Australian rhythmic gymnast

Linda Douglas (born 18 November 1965) is an Australian rhythmic gymnast. Born in Victoria, Douglas was selected to be part of the Australian team at the 1984 Summer Olympics in rhythmic gymnastics. She competed at the 1984 Victorian Gymnastics Championships before the games as part of her preparations.

At the 1984 Summer Games, she had placed last in the qualifying round of the women's individual all-around and did not qualify for the semi-finals. In her later years, she held managerial positions in educational institutes such as being appointed the principal of Wenona School.

==Biography==
Linda Douglas was born on 18 November 1965 in Victoria, Australia.

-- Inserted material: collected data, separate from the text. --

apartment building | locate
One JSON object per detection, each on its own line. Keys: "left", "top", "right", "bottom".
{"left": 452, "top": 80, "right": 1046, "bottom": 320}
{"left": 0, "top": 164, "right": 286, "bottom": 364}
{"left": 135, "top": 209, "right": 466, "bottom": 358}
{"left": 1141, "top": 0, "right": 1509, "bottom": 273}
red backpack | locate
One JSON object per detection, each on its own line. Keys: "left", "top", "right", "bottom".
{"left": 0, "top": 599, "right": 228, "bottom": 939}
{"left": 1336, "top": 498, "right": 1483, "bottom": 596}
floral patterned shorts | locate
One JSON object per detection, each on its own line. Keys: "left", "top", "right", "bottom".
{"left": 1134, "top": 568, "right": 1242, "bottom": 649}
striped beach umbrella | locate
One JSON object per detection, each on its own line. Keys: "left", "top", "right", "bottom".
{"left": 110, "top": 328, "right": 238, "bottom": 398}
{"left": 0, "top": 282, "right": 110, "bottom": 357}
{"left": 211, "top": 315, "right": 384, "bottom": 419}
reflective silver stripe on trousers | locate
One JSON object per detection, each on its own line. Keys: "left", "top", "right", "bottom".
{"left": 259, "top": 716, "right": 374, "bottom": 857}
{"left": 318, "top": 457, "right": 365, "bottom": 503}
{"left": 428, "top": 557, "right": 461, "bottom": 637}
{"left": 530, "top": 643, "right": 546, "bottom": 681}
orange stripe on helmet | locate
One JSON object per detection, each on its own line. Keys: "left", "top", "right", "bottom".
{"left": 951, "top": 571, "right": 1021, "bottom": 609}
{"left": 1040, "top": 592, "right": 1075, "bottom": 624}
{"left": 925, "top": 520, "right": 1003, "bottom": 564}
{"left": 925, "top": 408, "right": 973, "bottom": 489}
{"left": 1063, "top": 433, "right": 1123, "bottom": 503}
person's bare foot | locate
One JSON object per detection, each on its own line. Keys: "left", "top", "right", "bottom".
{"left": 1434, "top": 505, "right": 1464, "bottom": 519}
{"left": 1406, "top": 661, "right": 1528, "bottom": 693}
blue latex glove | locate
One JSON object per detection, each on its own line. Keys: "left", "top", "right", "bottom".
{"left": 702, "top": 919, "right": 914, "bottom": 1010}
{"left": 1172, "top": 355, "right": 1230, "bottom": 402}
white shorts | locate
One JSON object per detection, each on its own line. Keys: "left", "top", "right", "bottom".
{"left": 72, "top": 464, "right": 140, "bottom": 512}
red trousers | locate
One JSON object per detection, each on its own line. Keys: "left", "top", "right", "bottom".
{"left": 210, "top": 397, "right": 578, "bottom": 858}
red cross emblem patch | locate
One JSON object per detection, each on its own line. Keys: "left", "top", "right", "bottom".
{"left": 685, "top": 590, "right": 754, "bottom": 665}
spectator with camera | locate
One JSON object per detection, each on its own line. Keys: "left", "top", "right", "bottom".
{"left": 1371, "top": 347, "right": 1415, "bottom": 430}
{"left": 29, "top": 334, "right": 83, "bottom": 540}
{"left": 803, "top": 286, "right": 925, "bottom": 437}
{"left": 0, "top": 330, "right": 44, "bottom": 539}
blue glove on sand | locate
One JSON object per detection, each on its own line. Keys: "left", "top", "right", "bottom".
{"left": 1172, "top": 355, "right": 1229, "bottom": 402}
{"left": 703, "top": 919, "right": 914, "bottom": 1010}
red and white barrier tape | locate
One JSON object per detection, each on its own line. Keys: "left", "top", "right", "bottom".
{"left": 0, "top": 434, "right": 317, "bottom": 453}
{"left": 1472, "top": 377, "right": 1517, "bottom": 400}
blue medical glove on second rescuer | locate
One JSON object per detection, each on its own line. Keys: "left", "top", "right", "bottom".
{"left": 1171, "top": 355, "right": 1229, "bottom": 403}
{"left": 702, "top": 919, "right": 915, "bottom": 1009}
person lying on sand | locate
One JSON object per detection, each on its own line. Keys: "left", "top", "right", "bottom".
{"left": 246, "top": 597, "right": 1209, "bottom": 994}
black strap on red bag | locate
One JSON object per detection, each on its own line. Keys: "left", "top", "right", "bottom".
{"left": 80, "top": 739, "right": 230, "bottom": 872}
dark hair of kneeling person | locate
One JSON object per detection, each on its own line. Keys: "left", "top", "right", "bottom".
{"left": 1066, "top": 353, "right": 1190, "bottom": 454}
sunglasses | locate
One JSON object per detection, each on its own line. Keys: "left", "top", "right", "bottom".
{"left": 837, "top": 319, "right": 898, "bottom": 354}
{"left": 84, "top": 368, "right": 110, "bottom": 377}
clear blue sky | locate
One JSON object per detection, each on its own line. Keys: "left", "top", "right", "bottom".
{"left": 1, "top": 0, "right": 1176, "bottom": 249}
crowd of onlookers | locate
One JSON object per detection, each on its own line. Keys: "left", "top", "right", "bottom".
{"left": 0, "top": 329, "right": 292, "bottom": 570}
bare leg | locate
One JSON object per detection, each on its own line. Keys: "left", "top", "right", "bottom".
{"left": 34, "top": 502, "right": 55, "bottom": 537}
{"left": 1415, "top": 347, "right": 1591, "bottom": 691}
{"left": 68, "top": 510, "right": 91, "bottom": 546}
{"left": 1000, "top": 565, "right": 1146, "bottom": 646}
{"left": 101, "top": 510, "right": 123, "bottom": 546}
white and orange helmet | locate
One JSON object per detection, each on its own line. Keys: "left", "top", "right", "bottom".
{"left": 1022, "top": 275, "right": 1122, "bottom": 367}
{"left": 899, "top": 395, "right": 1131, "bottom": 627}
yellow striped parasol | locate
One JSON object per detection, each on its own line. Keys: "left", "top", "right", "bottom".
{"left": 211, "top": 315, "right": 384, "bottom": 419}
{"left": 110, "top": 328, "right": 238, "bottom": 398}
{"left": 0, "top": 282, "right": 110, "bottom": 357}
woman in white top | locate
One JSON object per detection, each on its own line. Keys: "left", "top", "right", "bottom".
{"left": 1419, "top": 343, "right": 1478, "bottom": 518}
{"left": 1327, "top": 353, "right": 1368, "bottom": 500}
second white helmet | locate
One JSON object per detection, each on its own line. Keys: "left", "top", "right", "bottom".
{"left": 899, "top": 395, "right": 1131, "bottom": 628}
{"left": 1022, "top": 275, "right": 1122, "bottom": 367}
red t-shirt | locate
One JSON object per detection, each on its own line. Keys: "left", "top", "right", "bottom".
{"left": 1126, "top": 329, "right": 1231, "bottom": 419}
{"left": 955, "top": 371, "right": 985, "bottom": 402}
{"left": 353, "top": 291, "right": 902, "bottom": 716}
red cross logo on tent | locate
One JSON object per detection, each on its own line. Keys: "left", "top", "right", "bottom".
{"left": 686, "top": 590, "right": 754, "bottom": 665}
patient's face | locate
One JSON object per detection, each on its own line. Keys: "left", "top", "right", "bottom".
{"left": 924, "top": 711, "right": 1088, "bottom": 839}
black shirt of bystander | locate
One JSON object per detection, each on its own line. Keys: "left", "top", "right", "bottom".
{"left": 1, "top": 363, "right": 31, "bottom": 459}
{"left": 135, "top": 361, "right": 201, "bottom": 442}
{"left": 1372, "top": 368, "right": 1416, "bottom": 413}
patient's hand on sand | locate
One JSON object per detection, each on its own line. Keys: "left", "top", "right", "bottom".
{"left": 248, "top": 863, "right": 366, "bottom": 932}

She was selected to be part of Australia's team at the 1984 Summer Olympics in Los Angeles, United States, in rhythmic gymnastics. Before the Games, she and her teammate Ann Maree Kerr, competed at the 1984 Victorian Gymnastics Championships at the Melbourne Sports and Entertainment Centre for their preparations for the Summer Games.

The 1984 Summer Games would be the first edition of the Summer Olympics to feature artistic gymnastics, thus making Douglas and Kerr the first Australian rhythmic gymnasts to compete at an Olympic Games. The events were held at the Pauley Pavilion. She competed in the qualification rounds of the women's individual all-around on 9 August against 32 other competitors. She scored 8.60 on hoop, 8.70 on ball, 8.65 on clubs, and 8.20 on ribbon, for an overall score of 34.15. She ranked last on every apparatus except the clubs, where she placed 32nd. Douglas placed 33rd out of the 33 competitors that competed, not advancing further. She was awarded an Athlete Award of Distinction by Gymnastics Australia after having competed for the nation at the Summer Games.

In 2025, Douglas became the principal of Wenona School. At the announcement, she talked about her experiences at the Summer Games. She is an Executive Governing Director of the International Coalition of Girls' Schools.